When subjects were asked which of 1-911-ANALOGY or 1-208-BKSDEMG was most similar to 1-615-QFRLOWY, 75% of the subjects chose 1-208-BKSDEMG (chi^2=5.00, p<.05) even though 1-911-ANALOGY shares 4 extra features with the base example, and the "1 in position 3, L in position 8, O in position 9, and Y in position 11" hypothesis is more than 72,000 times more restrictive than the "all different letters" hypothesis. Despite an advantage of more than 72,000 to 1, the size principle proposed by T&G as a new universal had no effect. We doubt that any one of our subjects even considered the "1 in position 3, L in position 8, O in position 9, and Y in position 11" hypothesis. Clearly the distinctive properties in 1-911-ANALOGY are responsible for the subjects choices. Although T&G's model can discover distinctive features utilizing the size principle, it is limited to discovering the distinctive features of the base of the comparison (in T&Gs framework, similarity is based on the intrinsically asymmetrical function of generalization, which depends only on the distinctive features of the base and not the target). But for the subjects, the outcome of this problem depends on the distinctive features of the target (the opposite of what T&G predict). It seems unlikely, given the flexibility and sophistication of human thought, that all comparison processes will be bound by the asymmetrical properties of Bayesian inference. Further, if the model is extended to be able to perform bi-directional comparisons, how will it decide which of the computations to choose as the measure of similarity? Unless some principled way is specified, the model will be able to predict anything (and as such will explain nothing). It would appear that the model's predictions (asymmetrical comparison and the size principle) are not borne out by data. Rather, the hand-coded hypothesis space (a kind of a clairvoyant homunculus that can mysteriously assemble itself to fit any given occasion) carries most of the explanatory power.

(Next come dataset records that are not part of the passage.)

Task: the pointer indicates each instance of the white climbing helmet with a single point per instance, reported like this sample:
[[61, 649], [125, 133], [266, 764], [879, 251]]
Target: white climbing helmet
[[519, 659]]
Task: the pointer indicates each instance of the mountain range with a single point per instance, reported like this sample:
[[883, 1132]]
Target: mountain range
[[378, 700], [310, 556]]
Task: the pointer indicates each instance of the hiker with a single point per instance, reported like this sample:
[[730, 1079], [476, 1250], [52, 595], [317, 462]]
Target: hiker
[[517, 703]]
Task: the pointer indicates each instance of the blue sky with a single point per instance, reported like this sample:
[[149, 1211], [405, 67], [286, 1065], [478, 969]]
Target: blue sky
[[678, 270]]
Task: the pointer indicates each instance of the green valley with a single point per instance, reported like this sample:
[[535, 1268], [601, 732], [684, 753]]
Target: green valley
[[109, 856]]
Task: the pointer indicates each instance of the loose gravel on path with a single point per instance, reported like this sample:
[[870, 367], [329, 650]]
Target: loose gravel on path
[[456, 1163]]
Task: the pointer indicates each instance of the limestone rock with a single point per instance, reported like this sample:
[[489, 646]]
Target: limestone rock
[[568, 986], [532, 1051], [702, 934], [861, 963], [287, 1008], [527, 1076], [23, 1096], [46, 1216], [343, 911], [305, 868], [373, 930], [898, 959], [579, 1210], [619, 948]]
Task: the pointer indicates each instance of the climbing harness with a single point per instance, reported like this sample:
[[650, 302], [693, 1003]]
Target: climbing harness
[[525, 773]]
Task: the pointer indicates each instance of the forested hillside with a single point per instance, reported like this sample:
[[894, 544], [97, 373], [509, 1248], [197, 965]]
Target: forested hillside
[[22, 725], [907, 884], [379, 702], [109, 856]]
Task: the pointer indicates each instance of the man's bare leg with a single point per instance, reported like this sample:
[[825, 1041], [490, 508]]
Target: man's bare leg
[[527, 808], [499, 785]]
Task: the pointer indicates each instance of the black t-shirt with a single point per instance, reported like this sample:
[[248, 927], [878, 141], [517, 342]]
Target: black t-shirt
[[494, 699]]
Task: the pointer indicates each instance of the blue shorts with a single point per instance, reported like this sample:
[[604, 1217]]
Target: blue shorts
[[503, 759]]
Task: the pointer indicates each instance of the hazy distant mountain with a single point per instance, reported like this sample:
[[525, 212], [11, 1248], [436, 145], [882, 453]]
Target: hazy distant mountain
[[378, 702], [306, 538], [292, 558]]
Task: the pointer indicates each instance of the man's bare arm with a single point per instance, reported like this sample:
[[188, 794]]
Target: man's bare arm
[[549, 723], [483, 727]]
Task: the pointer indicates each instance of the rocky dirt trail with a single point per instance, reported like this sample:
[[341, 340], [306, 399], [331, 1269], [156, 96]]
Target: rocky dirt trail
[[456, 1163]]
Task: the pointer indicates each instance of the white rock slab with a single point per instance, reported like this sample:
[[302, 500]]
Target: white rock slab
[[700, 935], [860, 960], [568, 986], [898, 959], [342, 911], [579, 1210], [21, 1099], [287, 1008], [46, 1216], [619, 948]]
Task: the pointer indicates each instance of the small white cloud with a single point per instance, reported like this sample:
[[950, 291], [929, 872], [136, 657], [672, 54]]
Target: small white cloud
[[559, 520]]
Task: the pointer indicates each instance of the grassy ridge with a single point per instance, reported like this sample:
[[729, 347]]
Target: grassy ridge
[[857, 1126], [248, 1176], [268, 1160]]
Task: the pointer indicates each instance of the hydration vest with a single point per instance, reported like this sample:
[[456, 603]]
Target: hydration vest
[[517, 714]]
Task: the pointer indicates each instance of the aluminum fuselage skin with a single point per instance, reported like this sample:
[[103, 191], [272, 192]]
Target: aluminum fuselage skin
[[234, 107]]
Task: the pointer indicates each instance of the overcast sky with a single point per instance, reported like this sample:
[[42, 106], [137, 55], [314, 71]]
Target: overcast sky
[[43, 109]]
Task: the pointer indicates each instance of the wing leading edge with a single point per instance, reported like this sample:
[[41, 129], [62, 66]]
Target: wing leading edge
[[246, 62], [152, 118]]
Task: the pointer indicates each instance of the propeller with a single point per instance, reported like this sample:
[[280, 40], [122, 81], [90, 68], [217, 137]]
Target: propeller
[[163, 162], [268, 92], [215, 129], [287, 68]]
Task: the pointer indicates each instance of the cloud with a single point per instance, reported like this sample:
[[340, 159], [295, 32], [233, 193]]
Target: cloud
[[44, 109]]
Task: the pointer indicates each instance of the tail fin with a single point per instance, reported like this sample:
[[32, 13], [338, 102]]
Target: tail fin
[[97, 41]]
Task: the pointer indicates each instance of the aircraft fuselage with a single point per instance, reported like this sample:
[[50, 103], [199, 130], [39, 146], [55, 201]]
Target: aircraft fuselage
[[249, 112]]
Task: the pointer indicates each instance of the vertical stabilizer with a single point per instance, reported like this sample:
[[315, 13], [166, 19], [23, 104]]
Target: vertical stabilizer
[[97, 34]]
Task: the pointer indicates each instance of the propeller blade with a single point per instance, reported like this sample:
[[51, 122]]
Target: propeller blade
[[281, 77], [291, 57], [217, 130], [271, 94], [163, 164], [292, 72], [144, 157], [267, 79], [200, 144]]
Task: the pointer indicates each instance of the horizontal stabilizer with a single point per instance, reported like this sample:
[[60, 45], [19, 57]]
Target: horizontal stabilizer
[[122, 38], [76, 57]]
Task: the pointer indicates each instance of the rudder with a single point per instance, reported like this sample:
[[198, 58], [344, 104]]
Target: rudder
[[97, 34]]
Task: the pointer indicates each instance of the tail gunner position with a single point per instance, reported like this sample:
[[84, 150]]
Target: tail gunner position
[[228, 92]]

Finally, we should evaluate any model not only on whether or not it can be falsified, but also importantly on its usefulness. How much does it add to our understanding of cognition? T&Gs model is only viable if we can somehow anticipate (and hand-code in) all the adjustments to the hypothesis space that will be required in any given situation (i.e., build in complete world knowledge). As such, the framework is either computationally unimplementable (if we can't build everything in) or psychologically uninformative (if we can).

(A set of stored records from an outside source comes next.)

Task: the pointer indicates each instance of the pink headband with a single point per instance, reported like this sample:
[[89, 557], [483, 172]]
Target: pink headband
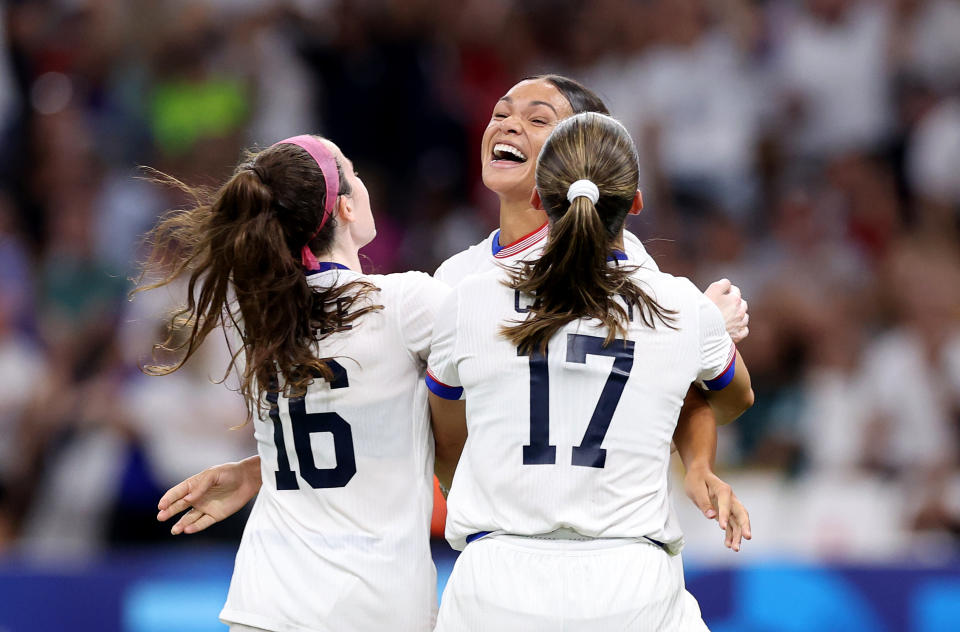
[[331, 177]]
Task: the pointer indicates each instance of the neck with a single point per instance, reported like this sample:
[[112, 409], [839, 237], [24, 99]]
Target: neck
[[349, 257], [617, 243], [518, 219]]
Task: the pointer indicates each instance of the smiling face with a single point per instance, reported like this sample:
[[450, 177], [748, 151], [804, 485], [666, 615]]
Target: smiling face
[[521, 122]]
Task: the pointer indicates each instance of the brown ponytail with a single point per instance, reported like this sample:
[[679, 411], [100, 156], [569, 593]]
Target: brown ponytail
[[239, 248], [572, 279]]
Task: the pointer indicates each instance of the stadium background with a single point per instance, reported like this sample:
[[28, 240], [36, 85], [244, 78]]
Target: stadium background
[[806, 149]]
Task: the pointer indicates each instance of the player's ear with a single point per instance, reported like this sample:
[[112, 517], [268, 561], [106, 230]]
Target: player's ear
[[637, 205], [344, 209], [535, 200]]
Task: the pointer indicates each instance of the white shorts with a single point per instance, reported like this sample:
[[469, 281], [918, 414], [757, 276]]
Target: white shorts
[[509, 583]]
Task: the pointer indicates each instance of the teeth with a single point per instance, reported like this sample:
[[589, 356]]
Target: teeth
[[500, 149]]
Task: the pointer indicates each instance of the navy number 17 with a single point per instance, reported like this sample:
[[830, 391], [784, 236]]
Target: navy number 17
[[588, 453]]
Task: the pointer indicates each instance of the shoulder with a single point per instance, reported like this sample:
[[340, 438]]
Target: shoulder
[[675, 290], [407, 285], [465, 262]]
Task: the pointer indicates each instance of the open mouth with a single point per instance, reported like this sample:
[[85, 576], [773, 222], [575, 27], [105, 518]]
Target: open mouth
[[508, 153]]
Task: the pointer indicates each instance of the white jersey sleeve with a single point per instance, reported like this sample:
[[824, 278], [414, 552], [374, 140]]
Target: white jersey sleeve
[[443, 378], [717, 350]]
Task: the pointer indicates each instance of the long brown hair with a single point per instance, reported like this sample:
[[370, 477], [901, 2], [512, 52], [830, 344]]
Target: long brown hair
[[239, 248], [580, 97], [572, 278]]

A theory that applies equally well to all possible situations may apply poorly in each. This is especially true if generality requires us to disregard much of our hard-won understanding of the details of psychological processing. There is a vast literature documenting the complexity and diversity of representations and processes involved in similarity and categorization. The sheer variety of these psychological phenomena weighs heavily against any simple unitary account. Any such account can at best aspire to be a theory of spherical cows -- elegant, but of little use in a world filled with cows that stubbornly insist on being cow-shaped.